If you self-publish, you pay up front to have control in your process. If you publish traditionally, you pay for it through the royalties on the sales of your book. There’s no way around this investment. And sadly, publishers on both sides of the publishing world make mistakes that waste this huge investment by the author.
As you all know, Dara and I (Amy) work for a self publisher in Minneapolis, Minnesota. We work with 70+ authors per year, and our job is to help them avoid making mistakes in the publishing process. Unfortunately, we sometimes get authors who have already published the wrong way–and NOT just in self-publishing! We’ve helped authors re-release books that have been traditionally published (in small presses), just so that they could do it right the second time. Below are the two most common reasons we see that books need to be redone!
1) The publisher was not honest about whether the book needed more editing.
In self-publishing, if authors were lied to about what their books needed in the editing department, it was probably because of the author’s lack of budget. In traditional publishing, it was probably because the publisher didn’t want to pay for another round. We’ve seen both scenarios more than once. Let me tell you, author: You MUST have a publisher you trust to give you the right information about the state of your manuscript. You don’t want to publish a book that doesn’t stand well next to others in the genre. To get this information, I would ask your publisher (and the editor) the following questions: Do you think my book needs any developmental/substantive editing before I go into copyediting? What types of issues do you see are most common in my manuscript? What can I do before the editor gets my manuscript that will help clean it up?

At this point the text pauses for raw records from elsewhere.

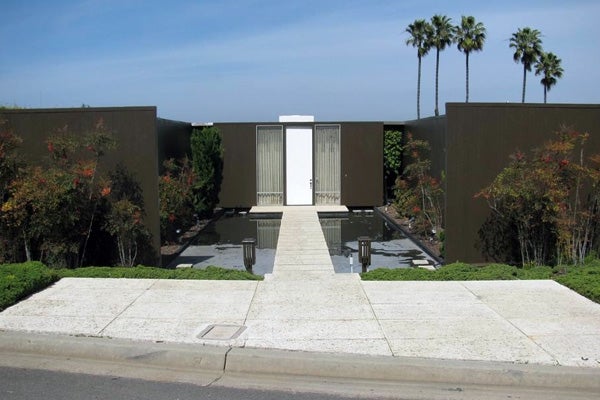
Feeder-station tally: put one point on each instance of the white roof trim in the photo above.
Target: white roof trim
(296, 118)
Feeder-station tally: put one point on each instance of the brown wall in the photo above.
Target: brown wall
(173, 139)
(480, 139)
(134, 128)
(433, 130)
(238, 189)
(362, 164)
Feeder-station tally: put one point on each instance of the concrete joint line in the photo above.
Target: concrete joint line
(126, 308)
(554, 358)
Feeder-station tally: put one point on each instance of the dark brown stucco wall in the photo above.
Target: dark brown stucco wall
(362, 164)
(433, 130)
(173, 139)
(238, 189)
(135, 131)
(480, 138)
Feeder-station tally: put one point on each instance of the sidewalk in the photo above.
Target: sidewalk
(305, 306)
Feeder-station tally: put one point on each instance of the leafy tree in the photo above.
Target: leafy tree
(53, 208)
(552, 200)
(442, 35)
(124, 218)
(207, 162)
(176, 193)
(392, 156)
(9, 162)
(528, 48)
(420, 31)
(469, 37)
(419, 196)
(124, 222)
(548, 65)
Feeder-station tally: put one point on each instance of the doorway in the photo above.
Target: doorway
(299, 165)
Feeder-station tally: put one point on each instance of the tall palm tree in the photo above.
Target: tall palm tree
(528, 48)
(469, 37)
(549, 65)
(442, 36)
(419, 31)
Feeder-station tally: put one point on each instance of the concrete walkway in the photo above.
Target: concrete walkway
(305, 306)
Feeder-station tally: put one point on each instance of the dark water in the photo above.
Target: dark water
(220, 243)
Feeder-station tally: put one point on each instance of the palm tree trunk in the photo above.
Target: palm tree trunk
(467, 69)
(437, 67)
(524, 83)
(419, 90)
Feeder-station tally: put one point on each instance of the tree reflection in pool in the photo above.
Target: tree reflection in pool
(220, 242)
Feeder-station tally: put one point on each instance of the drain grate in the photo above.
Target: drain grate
(221, 332)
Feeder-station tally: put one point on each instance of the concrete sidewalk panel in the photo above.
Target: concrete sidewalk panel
(67, 325)
(341, 346)
(416, 292)
(507, 349)
(171, 330)
(572, 350)
(430, 311)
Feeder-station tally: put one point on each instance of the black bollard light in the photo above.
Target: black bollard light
(364, 251)
(249, 248)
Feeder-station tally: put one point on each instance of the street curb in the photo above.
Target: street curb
(404, 369)
(168, 355)
(221, 361)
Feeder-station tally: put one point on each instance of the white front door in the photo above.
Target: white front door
(298, 153)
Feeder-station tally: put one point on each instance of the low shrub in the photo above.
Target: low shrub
(18, 281)
(459, 272)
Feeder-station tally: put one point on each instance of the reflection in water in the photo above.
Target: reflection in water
(267, 233)
(389, 248)
(220, 243)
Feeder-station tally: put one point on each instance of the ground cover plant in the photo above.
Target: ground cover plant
(584, 279)
(142, 272)
(18, 281)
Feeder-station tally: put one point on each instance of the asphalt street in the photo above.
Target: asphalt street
(29, 384)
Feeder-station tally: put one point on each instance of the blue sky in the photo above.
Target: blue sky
(256, 59)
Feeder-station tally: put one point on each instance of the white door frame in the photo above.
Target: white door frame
(299, 165)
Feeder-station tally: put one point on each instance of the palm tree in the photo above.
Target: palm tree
(419, 31)
(548, 65)
(469, 36)
(528, 48)
(442, 36)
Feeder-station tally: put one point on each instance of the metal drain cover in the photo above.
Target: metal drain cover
(221, 332)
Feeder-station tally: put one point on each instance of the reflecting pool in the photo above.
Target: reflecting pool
(220, 242)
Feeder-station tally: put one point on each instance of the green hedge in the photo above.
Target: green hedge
(18, 281)
(584, 280)
(459, 272)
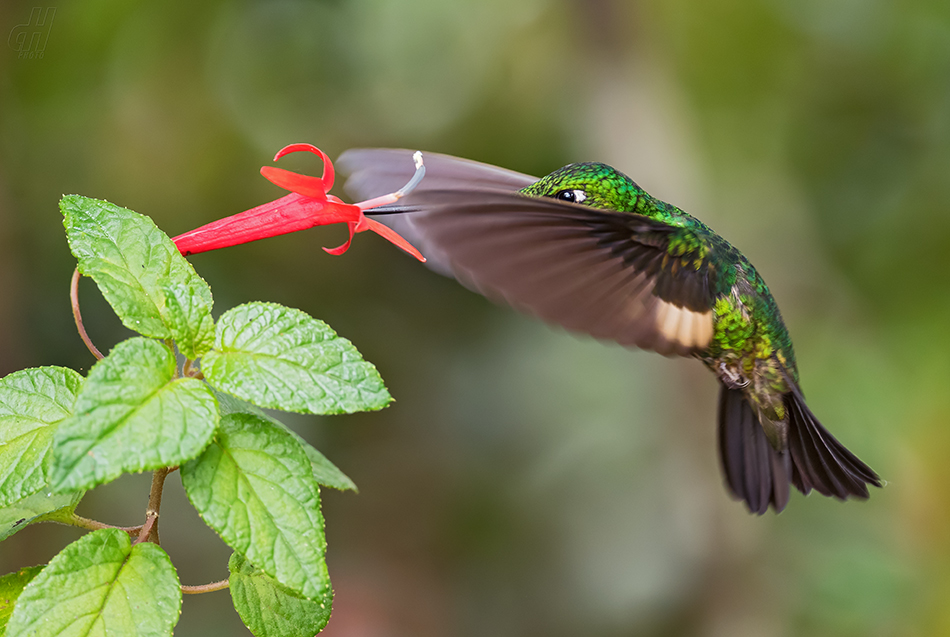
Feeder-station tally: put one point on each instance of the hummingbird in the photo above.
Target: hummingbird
(588, 249)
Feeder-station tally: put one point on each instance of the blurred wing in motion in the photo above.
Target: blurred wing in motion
(597, 271)
(377, 171)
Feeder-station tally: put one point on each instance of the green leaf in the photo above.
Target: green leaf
(11, 585)
(101, 585)
(324, 471)
(38, 507)
(130, 260)
(254, 487)
(132, 415)
(271, 610)
(278, 357)
(189, 318)
(32, 401)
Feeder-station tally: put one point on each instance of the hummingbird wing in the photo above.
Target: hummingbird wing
(608, 274)
(377, 171)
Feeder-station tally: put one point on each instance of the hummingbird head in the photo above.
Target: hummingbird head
(589, 184)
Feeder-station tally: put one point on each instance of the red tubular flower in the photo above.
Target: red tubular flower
(307, 206)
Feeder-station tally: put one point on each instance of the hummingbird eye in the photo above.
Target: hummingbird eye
(572, 196)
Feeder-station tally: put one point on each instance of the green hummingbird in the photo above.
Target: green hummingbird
(588, 249)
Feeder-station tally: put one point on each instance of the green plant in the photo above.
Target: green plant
(142, 408)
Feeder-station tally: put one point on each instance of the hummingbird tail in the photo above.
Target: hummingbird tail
(760, 475)
(755, 471)
(819, 461)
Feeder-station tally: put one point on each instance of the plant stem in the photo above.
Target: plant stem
(74, 297)
(95, 525)
(205, 588)
(149, 531)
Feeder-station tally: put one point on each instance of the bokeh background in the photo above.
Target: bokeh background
(527, 481)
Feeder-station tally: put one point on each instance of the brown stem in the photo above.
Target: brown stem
(205, 588)
(74, 297)
(95, 525)
(149, 531)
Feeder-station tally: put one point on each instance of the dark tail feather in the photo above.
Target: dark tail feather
(755, 471)
(819, 461)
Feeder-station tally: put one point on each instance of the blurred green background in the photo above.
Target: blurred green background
(526, 481)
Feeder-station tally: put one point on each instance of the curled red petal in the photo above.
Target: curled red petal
(301, 184)
(328, 172)
(290, 213)
(337, 251)
(390, 235)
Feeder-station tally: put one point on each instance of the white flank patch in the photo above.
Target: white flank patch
(685, 327)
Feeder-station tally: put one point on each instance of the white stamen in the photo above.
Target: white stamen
(402, 192)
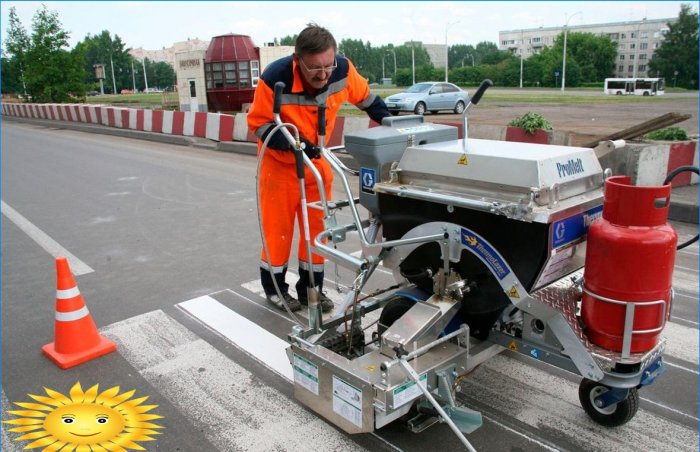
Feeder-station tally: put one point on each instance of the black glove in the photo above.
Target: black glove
(311, 150)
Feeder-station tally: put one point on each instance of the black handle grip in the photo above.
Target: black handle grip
(322, 120)
(279, 86)
(480, 92)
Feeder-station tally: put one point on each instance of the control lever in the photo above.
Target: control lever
(473, 101)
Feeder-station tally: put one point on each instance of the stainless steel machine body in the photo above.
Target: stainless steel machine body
(492, 234)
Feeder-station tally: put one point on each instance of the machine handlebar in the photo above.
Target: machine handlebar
(279, 86)
(480, 92)
(322, 120)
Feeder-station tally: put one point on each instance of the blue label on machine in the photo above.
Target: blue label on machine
(487, 254)
(367, 180)
(573, 228)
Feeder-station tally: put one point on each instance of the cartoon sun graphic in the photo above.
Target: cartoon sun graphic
(85, 422)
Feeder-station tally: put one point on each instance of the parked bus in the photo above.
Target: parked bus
(635, 86)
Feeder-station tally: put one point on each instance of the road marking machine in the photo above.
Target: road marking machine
(487, 242)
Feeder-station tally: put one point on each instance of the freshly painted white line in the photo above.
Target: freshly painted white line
(248, 336)
(674, 318)
(52, 247)
(231, 406)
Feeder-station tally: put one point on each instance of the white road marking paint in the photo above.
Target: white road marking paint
(673, 317)
(545, 401)
(52, 247)
(682, 342)
(233, 409)
(692, 371)
(678, 412)
(249, 337)
(521, 434)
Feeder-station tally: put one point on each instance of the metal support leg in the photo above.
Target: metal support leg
(414, 376)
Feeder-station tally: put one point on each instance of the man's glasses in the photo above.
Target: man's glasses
(318, 70)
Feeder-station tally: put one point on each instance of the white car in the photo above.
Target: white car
(429, 96)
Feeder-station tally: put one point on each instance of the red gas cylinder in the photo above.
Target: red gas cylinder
(630, 254)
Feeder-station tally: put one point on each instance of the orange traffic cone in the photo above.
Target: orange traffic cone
(76, 339)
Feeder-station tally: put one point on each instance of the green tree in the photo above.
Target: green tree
(111, 52)
(17, 45)
(678, 52)
(11, 76)
(52, 73)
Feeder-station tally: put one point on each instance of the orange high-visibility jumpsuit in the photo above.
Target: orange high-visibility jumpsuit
(280, 198)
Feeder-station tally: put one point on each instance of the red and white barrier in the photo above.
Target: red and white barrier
(652, 164)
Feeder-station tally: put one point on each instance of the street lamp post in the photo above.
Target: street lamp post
(394, 54)
(563, 68)
(447, 53)
(413, 63)
(145, 77)
(522, 51)
(114, 83)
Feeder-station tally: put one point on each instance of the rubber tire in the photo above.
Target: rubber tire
(612, 416)
(393, 311)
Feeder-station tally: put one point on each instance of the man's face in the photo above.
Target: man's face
(317, 68)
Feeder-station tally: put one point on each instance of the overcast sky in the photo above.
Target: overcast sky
(156, 24)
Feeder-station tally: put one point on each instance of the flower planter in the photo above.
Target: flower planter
(518, 134)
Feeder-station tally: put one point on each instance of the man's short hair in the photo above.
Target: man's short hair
(314, 39)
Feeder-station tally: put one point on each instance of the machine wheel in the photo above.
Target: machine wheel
(393, 310)
(612, 416)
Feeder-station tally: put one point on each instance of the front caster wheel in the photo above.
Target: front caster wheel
(613, 415)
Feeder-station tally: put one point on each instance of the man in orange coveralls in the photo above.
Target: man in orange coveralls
(313, 75)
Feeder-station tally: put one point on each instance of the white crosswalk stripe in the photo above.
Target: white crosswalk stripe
(235, 415)
(217, 393)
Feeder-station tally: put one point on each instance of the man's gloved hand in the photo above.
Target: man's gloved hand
(311, 150)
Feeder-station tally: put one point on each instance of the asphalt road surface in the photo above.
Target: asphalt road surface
(165, 239)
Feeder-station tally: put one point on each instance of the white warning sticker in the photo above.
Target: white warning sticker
(347, 401)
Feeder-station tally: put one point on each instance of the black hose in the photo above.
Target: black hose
(669, 178)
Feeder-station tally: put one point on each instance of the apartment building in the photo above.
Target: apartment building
(636, 42)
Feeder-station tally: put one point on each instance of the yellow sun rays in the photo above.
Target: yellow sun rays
(87, 421)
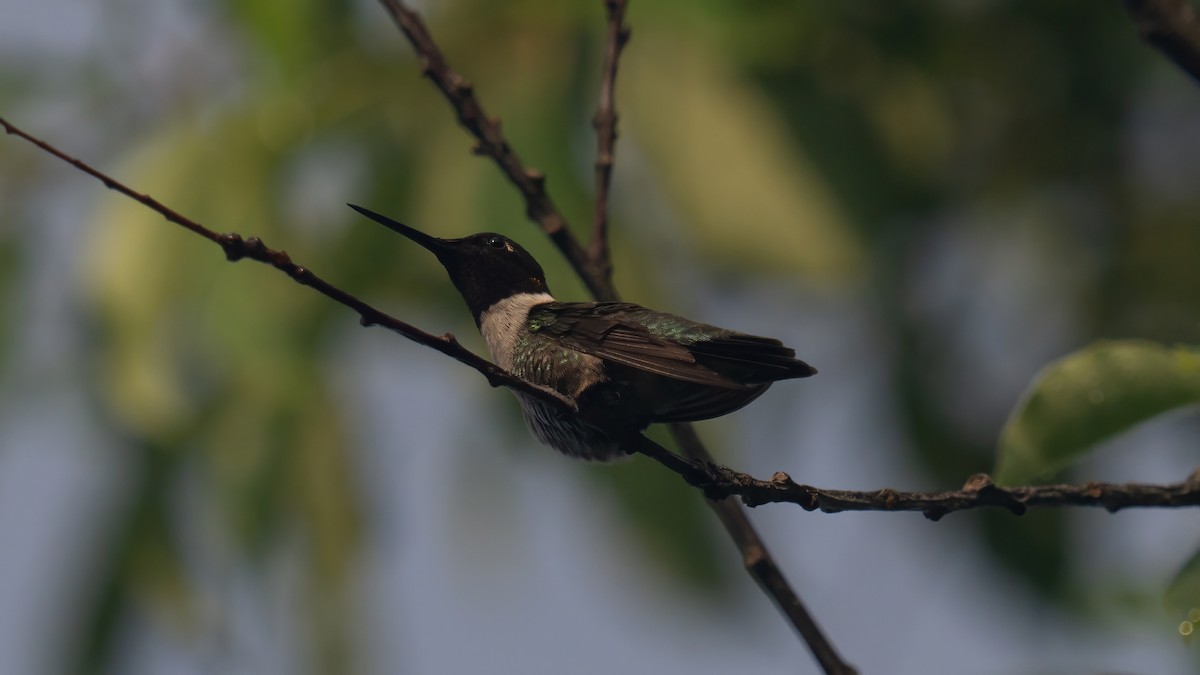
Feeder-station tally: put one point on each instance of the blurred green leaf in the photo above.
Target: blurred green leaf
(1089, 396)
(1183, 595)
(727, 161)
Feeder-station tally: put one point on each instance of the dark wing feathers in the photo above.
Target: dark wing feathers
(604, 335)
(702, 354)
(756, 359)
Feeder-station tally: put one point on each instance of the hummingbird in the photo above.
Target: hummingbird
(623, 365)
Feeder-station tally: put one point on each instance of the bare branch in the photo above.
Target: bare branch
(979, 491)
(759, 562)
(237, 248)
(1171, 27)
(492, 143)
(605, 123)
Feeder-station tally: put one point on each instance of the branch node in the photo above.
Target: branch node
(537, 178)
(233, 246)
(978, 483)
(934, 514)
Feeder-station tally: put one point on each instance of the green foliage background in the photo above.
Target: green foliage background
(833, 148)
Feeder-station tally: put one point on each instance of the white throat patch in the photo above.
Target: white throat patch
(502, 322)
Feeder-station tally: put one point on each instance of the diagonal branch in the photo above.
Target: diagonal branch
(605, 123)
(1173, 28)
(491, 142)
(237, 248)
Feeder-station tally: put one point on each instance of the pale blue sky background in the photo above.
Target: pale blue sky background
(540, 578)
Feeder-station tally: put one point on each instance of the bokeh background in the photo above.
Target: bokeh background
(208, 469)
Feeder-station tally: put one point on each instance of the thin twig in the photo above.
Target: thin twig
(491, 142)
(1173, 28)
(756, 559)
(979, 491)
(605, 123)
(540, 209)
(237, 248)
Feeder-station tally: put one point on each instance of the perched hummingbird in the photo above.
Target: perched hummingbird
(623, 365)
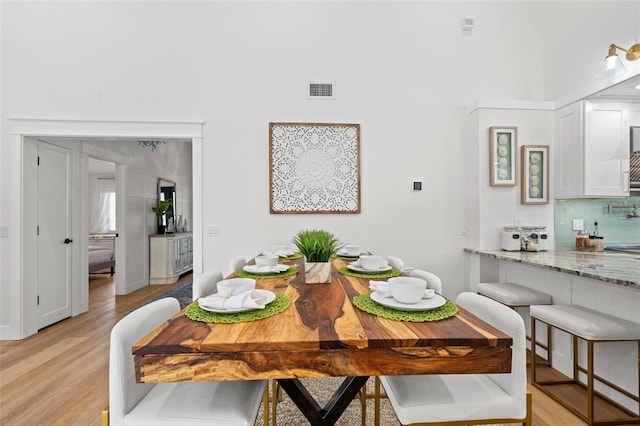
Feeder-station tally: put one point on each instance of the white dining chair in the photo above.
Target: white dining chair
(467, 398)
(206, 283)
(179, 403)
(236, 263)
(433, 281)
(396, 262)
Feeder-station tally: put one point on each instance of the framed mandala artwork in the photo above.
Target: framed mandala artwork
(314, 168)
(502, 158)
(535, 174)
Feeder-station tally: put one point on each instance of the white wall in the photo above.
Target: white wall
(404, 70)
(500, 206)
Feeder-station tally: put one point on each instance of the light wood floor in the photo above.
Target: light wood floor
(60, 375)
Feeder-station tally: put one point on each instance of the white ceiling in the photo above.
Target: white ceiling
(101, 167)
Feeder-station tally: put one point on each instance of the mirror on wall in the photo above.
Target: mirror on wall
(624, 91)
(167, 191)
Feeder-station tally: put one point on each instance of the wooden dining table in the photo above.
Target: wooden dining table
(321, 334)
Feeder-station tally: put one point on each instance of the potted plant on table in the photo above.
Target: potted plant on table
(317, 247)
(160, 211)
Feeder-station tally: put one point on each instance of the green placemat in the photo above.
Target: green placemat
(365, 303)
(244, 274)
(196, 313)
(393, 272)
(337, 256)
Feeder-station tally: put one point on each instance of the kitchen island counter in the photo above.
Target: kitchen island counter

I highly recommend getting two rounds of proofreading/copyediting, especially if you DO need developmental/substantive editing before the book goes to your copyeditor. After developmental/substantive editing, one round of copy editing before typesetting and one after.
2) The publisher did everything in house.
It’s not uncommon for low-budget traditional publishers (are there any traditional publishers who are NOT low-budget nowadays?) to try and save money by doing everything on their own in house. On more than one occasion, we’ve seen authors who have terrible book covers and mediocre editing jobs in their first book, and I’m never surprised to hear, “Well, my editor was also my designer.” Editing and design are two completely different and very specialized skill sets. Unfortunately, it’s rare to have the perfect editor AND perfect designer AND perfect proofreader in one perfect person; I’m not saying that every editor who also has design talent is mediocre at both or either skill. I AM saying that this is a huge red flag for me, simply because of the examples I’ve seen in the past and the training I know is required to be competent in each area. If your publisher is recommending the same person for both of these publishing process (which I find is most often recommended by the person who would be completing both of these processes…), I recommend getting plenty of references for editing and plenty of samples of book designs. Call the editing references, and ask how the response has been to the writing since the book was released. Take the sample books into a bookstore and have the shopkeeper review them. Are the cover designs professional, consistent with the genre, and attractive? Are the interiors easy to read, clean, with plenty of space in the margins and gutter? Do the interiors (fonts, leading, spacing, etc.) look like they were typeset with a bad template, or do they look custom?
Authors: What mistakes have you made in publishing? Was your publisher the cause, or did you get good advice that you didn’t follow? What do you wish you had been told by your publisher before sending your book to print or eBook?